[PATCH] D81472: [Matrix] Update load/store intrinsics.

Florian Hahn via Phabricator via llvm-commits llvm-commits at lists.llvm.org
Wed Jun 10 17:14:50 PDT 2020


fhahn added a comment.

In D81472#2086283 <https://reviews.llvm.org/D81472#2086283>, @rjmccall wrote:

> In D81472#2086096 <https://reviews.llvm.org/D81472#2086096>, @fhahn wrote:
>
> > In D81472#2086062 <https://reviews.llvm.org/D81472#2086062>, @rjmccall wrote:
> >
> > > [snip]
> > >
> > > > Oh right, the 'special value' to indicate row/column major would be setting either stride to 1. As long as exactly one of those is  1, the layout of the result/operand should be clear. Personally I find including layout included in the name a bit easier to follow, as it is more explicit. But it might be preferable to have a single variant that handles row/column major depending on the strides (as long as we enforce that exactly one stride has to be 1.), once we add those variants.
> > >
> > > Why have the restriction that exactly one stride has to be 1?  If you can optimize that as a constant, great, do it, but otherwise just do the separate loads/stores, and impose an UB restriction that the strides have to make them non-overlapping.
> >
> >
> > Besides making assumptions about the layout of the access memory, the intrinsic also specifies the layout of the loaded/stored values (=layout in the flattened vector). If either stride is constant 1, we could use that to determine the layout of the loaded/stored value. I may be missing something, but if both are != 1 or arbitrary values, it is not clear what we should pick for the in-vector layout.
>
>
> Wait, what?  I assumed you used a canonical layout (presumably column-major) in the flattened vector.


Yes, currently we default to column major for the lowering.

> Are you planning to make all your intrinsics support either column-major or row-major layout?  That seems like a lot of complexity in the backend that you're mostly not actually going to be using because the frontend will use a canonical layout.

My main focus currently is to evolve the intrinsics & lowering so they work well with the matrix extension in Clang. We don't plan to propose/work towards mixing layouts or supporting switching the layout in the C/C++ extension.

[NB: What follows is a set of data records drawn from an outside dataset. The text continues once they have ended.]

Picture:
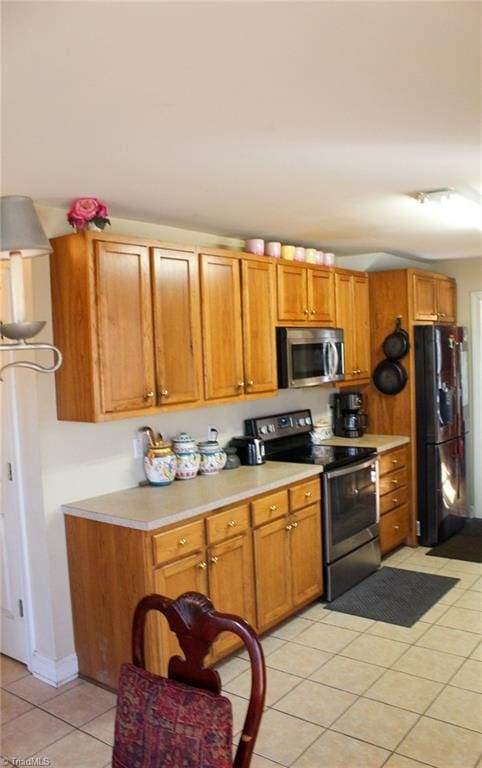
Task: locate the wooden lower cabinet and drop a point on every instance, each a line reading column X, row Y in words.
column 394, row 493
column 111, row 567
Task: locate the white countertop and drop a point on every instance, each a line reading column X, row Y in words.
column 150, row 507
column 380, row 442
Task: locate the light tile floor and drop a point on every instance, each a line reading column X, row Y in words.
column 343, row 692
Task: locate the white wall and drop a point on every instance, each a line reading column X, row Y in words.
column 82, row 460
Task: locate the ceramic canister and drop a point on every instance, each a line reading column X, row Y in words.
column 187, row 456
column 160, row 464
column 255, row 245
column 213, row 457
column 288, row 252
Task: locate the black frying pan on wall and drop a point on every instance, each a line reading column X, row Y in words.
column 390, row 377
column 397, row 344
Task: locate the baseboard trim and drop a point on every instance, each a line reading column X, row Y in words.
column 54, row 672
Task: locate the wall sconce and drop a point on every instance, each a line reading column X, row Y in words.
column 21, row 237
column 462, row 208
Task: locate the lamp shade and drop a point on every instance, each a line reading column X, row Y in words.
column 20, row 228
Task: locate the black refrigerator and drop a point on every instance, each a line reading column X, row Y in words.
column 442, row 427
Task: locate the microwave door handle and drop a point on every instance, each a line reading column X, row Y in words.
column 335, row 359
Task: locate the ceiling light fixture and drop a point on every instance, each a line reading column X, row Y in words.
column 21, row 237
column 463, row 209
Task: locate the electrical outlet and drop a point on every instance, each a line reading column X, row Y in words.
column 137, row 448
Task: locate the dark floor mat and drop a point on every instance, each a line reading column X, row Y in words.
column 394, row 595
column 465, row 545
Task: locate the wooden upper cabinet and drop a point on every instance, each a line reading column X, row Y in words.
column 305, row 294
column 124, row 317
column 321, row 295
column 424, row 298
column 447, row 300
column 259, row 340
column 353, row 315
column 221, row 326
column 292, row 298
column 177, row 326
column 434, row 298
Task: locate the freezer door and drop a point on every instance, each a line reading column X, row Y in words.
column 441, row 488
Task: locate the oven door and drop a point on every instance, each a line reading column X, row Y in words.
column 350, row 508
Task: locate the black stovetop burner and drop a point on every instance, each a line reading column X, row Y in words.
column 287, row 438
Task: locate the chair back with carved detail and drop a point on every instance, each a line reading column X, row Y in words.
column 183, row 719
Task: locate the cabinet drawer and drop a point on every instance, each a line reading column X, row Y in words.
column 227, row 523
column 393, row 499
column 269, row 507
column 178, row 542
column 393, row 528
column 393, row 460
column 305, row 493
column 393, row 481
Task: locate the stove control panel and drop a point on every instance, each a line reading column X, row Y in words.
column 279, row 425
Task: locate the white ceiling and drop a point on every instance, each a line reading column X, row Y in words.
column 305, row 122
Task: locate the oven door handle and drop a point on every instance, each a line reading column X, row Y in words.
column 350, row 468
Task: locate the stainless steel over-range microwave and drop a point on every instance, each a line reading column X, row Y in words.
column 309, row 356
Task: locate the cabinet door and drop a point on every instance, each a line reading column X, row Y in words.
column 292, row 292
column 306, row 560
column 258, row 286
column 221, row 322
column 424, row 298
column 344, row 319
column 361, row 326
column 447, row 300
column 231, row 584
column 272, row 572
column 189, row 574
column 321, row 295
column 177, row 326
column 124, row 316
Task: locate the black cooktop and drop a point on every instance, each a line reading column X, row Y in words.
column 287, row 437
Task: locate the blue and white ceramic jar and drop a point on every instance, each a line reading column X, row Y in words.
column 160, row 464
column 187, row 456
column 213, row 457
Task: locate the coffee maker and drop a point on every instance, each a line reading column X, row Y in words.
column 349, row 419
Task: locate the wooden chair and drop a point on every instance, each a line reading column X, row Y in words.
column 183, row 720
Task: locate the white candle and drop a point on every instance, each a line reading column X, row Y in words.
column 17, row 290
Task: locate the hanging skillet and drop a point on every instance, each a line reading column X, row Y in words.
column 397, row 344
column 390, row 377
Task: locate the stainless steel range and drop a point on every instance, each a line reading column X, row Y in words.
column 350, row 513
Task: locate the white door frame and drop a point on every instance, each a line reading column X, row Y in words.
column 476, row 415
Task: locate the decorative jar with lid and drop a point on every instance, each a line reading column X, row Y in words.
column 213, row 457
column 160, row 464
column 187, row 456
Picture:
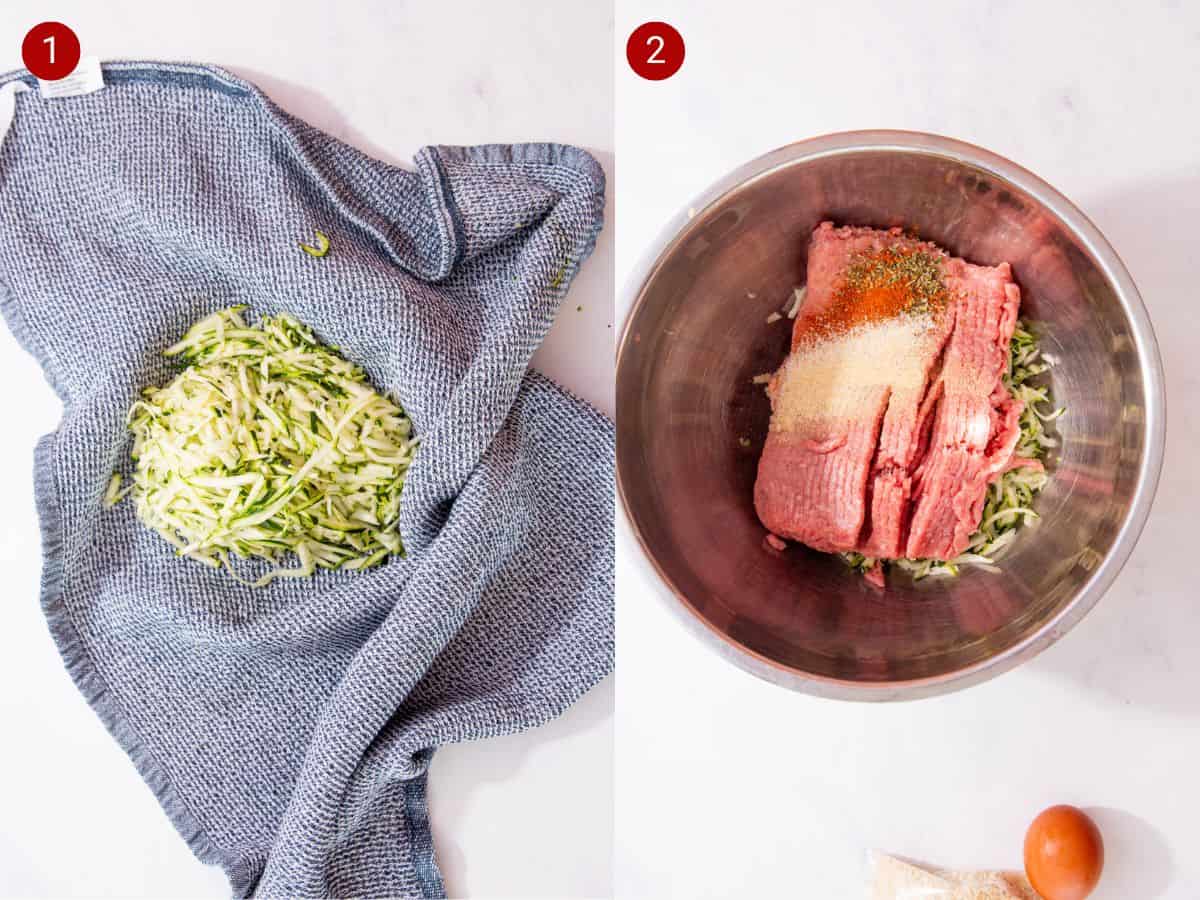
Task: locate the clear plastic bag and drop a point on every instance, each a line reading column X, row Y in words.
column 894, row 879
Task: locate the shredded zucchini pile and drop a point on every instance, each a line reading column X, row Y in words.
column 1009, row 502
column 269, row 444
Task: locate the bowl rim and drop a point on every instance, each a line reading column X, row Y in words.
column 1150, row 360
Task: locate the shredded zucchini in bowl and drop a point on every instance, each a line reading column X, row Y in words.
column 1009, row 502
column 269, row 445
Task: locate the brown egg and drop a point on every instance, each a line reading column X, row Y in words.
column 1063, row 853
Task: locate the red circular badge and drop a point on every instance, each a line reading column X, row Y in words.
column 51, row 51
column 654, row 51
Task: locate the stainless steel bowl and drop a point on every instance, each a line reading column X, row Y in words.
column 696, row 335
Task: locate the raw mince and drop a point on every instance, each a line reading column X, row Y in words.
column 1009, row 502
column 269, row 445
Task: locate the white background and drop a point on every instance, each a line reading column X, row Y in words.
column 528, row 815
column 731, row 787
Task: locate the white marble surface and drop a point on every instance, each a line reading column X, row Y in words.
column 523, row 816
column 731, row 787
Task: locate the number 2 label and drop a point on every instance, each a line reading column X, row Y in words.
column 655, row 51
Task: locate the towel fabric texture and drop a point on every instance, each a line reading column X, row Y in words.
column 287, row 730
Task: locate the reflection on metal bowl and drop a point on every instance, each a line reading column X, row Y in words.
column 696, row 335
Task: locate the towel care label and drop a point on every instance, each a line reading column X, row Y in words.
column 85, row 78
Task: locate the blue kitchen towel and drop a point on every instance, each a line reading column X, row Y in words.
column 287, row 730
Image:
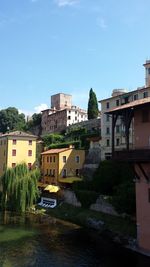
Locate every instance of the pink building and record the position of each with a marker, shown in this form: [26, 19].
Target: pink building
[139, 113]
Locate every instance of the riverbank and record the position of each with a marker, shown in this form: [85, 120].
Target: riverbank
[121, 230]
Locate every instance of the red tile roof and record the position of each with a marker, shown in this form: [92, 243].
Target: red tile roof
[19, 134]
[132, 104]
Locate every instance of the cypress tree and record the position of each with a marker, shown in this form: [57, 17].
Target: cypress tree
[20, 189]
[92, 105]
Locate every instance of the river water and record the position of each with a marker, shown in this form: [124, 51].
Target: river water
[31, 241]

On the other hand, I am also trying to ensure the intrinsics are useful for use-cases beyond Clang. For example, the intrinsics are also used by MLIR to lower matrix operations and for that use case, supporting row-major with the intrinsics and also mixing row/column major layouts makes things much easier. At the moment, it is already possible to switch the canonical layout to row-major for the lowering on the LLVM side. Supporting both layouts for most parts was relatively straight-forward (excluding the load/store intrinsics) and fits quite naturally. I am also looking into providing a more powerful way to describe additional properties of the inputs using operand bundles.

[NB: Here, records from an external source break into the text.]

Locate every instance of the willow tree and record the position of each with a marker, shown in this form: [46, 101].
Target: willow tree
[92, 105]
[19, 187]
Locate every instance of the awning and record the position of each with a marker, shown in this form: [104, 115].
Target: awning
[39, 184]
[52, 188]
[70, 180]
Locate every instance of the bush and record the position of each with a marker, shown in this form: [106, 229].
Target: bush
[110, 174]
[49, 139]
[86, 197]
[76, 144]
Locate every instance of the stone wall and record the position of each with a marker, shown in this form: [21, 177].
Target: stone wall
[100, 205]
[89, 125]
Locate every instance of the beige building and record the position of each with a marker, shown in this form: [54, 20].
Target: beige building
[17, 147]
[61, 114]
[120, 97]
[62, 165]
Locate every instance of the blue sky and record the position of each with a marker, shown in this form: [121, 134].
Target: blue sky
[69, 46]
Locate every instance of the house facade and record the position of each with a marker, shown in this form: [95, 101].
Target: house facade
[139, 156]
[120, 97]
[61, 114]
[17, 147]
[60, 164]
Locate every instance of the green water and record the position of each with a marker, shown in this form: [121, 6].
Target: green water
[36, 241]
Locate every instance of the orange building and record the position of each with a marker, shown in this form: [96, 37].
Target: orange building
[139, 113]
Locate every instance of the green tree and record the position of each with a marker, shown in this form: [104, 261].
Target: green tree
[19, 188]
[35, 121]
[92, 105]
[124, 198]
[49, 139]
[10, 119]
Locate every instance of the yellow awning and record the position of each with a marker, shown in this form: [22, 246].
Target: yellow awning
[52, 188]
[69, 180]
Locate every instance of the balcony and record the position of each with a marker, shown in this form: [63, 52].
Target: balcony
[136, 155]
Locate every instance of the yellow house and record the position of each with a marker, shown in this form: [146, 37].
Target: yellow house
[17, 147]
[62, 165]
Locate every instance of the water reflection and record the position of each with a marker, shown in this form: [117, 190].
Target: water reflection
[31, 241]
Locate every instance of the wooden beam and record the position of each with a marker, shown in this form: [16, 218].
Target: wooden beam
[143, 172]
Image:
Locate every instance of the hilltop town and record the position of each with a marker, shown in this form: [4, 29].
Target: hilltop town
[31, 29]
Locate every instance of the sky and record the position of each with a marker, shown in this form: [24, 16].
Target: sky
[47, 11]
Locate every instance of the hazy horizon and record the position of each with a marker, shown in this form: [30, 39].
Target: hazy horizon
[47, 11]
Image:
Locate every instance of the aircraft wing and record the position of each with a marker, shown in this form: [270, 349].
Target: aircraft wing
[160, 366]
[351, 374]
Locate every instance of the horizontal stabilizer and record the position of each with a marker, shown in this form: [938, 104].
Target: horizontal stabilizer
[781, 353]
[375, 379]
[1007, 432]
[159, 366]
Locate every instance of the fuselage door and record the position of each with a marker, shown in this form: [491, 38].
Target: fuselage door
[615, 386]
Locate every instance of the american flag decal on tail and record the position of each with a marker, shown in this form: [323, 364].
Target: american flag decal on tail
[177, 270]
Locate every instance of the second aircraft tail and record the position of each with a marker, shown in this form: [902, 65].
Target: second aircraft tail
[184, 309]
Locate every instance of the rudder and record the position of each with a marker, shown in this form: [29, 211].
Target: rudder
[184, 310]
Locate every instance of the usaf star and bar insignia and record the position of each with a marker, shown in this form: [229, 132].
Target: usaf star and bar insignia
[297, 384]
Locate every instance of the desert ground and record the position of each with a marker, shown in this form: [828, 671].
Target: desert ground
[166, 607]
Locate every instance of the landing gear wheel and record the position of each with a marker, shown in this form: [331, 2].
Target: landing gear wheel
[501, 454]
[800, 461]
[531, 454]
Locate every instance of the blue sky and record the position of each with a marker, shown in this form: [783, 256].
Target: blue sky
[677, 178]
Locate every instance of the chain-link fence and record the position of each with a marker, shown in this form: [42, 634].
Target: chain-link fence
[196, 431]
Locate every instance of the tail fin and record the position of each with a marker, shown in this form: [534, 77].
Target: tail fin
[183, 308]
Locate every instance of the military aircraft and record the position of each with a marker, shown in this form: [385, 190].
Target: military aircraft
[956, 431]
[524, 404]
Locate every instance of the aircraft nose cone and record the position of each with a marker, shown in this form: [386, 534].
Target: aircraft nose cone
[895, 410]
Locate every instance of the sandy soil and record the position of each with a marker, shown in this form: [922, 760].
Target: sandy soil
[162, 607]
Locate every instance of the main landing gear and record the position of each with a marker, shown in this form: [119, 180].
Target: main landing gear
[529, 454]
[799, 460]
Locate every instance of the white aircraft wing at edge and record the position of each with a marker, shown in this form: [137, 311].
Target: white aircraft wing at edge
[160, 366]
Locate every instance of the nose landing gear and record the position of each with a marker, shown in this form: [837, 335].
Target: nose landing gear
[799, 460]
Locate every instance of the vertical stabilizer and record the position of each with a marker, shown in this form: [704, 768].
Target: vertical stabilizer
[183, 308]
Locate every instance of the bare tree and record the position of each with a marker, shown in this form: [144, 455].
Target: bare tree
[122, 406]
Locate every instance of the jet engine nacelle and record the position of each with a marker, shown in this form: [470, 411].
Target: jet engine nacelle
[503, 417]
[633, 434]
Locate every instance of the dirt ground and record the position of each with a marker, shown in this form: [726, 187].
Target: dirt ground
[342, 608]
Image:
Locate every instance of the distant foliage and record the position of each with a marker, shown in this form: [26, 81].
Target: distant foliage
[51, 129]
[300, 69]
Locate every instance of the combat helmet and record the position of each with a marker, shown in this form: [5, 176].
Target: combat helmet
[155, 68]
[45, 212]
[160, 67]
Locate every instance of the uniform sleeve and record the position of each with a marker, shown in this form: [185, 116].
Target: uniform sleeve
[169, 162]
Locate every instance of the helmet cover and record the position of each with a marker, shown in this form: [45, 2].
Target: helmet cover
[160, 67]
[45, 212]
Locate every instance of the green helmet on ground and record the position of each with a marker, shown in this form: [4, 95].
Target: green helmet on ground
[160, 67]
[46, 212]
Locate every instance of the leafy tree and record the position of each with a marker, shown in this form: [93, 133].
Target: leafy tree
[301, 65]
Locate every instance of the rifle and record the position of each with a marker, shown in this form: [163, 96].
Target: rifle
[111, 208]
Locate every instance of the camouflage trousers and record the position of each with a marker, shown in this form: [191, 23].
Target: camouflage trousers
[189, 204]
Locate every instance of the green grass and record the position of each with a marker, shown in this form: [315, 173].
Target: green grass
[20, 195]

> Are you anticipating that it's going to be important to e.g. peephole a row-major load that's fed into a row-major store so that you don't unnecessarily shuffle the vector?

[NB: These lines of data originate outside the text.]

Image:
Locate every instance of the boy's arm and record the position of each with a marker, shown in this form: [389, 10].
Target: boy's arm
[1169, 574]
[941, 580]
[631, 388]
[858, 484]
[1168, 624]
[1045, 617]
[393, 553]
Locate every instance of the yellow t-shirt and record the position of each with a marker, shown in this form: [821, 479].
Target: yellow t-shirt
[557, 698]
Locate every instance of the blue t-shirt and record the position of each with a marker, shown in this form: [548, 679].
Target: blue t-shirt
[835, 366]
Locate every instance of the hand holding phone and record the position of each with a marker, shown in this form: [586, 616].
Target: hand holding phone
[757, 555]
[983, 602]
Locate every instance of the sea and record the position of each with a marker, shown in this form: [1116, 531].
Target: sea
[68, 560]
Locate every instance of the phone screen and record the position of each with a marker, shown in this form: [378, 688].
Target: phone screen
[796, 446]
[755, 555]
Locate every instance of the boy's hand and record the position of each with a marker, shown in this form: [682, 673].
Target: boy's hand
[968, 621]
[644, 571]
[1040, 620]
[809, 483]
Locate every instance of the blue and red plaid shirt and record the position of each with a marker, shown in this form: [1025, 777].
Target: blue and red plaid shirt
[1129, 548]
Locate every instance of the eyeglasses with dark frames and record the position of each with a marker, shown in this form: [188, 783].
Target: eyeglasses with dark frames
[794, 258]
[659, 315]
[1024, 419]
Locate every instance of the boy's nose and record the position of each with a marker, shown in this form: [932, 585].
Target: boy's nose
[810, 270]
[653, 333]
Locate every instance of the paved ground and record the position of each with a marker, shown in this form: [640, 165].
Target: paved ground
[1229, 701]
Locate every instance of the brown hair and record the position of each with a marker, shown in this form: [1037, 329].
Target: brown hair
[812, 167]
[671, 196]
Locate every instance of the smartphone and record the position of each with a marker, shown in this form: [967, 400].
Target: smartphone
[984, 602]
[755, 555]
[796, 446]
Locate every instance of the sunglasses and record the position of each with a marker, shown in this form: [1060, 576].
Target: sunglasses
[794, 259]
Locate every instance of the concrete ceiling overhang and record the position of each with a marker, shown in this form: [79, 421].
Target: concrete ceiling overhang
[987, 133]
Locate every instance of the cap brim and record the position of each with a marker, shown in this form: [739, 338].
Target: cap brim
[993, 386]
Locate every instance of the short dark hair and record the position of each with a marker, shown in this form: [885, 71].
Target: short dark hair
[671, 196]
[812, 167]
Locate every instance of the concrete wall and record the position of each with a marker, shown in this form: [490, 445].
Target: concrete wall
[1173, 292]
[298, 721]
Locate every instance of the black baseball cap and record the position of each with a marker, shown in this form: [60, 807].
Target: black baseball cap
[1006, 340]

The main benefits I expect from making the layouts more flexible is 1) making IRGen easier for frontends with different underlying layouts and 2) potentially being able to optimise conversions/transposes for larger expressions. For small expressions I do not expect too much benefit in terms of optimisations, as LLVM is relatively good at eliminating the kinds of shuffles we emit, at least for small matrix sizes.

> Also, if you *are* trying to proactively support multiple flattened-vector layouts, I feel like stopping at row-major vs. column-major is probably unnecessarily limiting and you should really allow a whole enumeration's worth of possibilities in case you want to e.g. incorporate internal padding into the vector.

Unfortunately I am a bit limited in terms of bandwidth when it comes to evolving the intrinsics outside of the clang extension case. I try to focus on evolving them to make sure they work well for the existing users, but also try to make sure the whole system remains flexible enough to support additional cases as you mentioned. I am also happy to quite aggressively adjust the intrinsics when we encounter issues/missing pieces, as in the patch for now. But I suppose we have to be a bit more careful about backwards-compatibility once released frontends out there support the intrinsics.

I hope that makes sense and please let me know if you have any concerns.